Chief Fantino said "all possible efficiencies" have already been achieved.
So there. End of story.

But fond delusions live on. "We're not here to cut badly needed services,"
Mr. Soknacki said at the end of yesterday's meeting. "We are here to find
efficiencies, savings and ways to do a better job."

Realistically, the budget maker's only solid option is to cut services --
or, at minimum, to control the rate at which existing services expand.
Recent police initiatives to control child porn and other sex crimes, which
were subsidized by provincial grants now due to expire, are clearly
vulnerable this year.

The sharply rising cost of controlling Internet-based child porn was one of
the prime budget pressures Chief Fantino cited in his presentation. The
hard question now is how far Toronto taxpayers can afford to go in pursuing
technologically savvy pedophiles.

The chief's presentation also highlighted the increasing financial
challenge of controlling marijuana cultivation, raising another obvious but
fruitless question: Why bother? Until they license it, however, pot will be
a source of increasing costs, not revenue.

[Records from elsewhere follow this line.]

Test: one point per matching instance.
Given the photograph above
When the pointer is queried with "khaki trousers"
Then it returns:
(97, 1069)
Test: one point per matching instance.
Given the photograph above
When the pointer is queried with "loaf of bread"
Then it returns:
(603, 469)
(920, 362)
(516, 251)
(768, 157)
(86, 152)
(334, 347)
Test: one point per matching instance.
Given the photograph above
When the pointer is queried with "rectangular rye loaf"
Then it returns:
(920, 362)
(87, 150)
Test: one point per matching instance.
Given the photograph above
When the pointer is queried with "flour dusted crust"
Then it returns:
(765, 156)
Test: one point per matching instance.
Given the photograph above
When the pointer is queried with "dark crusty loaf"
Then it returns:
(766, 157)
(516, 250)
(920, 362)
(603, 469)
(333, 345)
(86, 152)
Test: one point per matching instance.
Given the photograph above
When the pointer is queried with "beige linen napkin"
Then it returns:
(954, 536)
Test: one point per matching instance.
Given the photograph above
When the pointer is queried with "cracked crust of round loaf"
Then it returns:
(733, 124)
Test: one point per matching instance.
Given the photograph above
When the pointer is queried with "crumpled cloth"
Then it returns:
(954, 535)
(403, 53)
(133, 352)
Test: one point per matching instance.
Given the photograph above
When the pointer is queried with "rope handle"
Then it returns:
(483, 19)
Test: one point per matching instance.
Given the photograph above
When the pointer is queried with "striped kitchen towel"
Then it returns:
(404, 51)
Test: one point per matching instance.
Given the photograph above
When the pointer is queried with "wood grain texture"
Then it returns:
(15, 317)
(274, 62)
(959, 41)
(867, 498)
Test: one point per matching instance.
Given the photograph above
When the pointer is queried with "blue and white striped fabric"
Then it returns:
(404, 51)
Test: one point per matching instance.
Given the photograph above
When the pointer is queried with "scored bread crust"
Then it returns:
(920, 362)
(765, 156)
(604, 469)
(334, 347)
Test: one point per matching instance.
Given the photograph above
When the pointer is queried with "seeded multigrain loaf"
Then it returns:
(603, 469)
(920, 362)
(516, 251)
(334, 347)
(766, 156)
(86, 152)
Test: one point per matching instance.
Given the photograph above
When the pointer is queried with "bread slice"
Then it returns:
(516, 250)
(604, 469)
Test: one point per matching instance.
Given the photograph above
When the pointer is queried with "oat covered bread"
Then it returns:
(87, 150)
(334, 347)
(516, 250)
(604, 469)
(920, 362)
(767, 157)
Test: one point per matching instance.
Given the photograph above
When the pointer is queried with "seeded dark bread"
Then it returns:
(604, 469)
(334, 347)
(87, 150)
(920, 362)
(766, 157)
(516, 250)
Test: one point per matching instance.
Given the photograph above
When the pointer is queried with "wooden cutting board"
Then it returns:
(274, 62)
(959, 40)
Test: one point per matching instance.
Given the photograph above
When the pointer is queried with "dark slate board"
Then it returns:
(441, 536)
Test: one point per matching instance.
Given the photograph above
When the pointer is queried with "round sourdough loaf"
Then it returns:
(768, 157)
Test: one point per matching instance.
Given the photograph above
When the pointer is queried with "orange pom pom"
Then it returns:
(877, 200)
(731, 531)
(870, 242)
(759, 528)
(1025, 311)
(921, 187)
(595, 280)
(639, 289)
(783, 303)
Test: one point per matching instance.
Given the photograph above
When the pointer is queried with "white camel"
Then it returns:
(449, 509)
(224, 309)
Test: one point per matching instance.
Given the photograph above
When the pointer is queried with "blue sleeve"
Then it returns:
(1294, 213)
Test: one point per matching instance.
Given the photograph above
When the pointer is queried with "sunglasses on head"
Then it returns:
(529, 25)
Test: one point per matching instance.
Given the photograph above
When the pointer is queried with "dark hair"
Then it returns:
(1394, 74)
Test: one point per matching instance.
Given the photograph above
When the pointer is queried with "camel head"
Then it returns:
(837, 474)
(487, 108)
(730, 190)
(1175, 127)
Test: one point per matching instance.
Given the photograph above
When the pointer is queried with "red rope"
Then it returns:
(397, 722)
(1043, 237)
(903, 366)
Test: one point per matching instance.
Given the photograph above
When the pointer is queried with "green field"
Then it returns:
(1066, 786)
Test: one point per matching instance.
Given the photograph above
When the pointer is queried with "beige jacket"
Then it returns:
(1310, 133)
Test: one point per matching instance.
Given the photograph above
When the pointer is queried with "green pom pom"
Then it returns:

But the grow-op problem does suggest one cost-recovery measure that could
be more palatable. Canadian law gives the state broad rights to seize the
proceeds of crime, but local police forces rarely if ever use them in
connection with low-level grow ops. If they did choose to seize assets
connected to grow-ops, one private-sector investigator familiar with the
legislation said, "they would get a pretty good return for their efforts."

"Canada is light years behind the Americans in this stuff," criminal lawyer
Paul Copeland added, "and that is probably good news."

But with taxpayers unwilling to pay cash up front for the police services
they demand, more of that stuff looks like the future to me.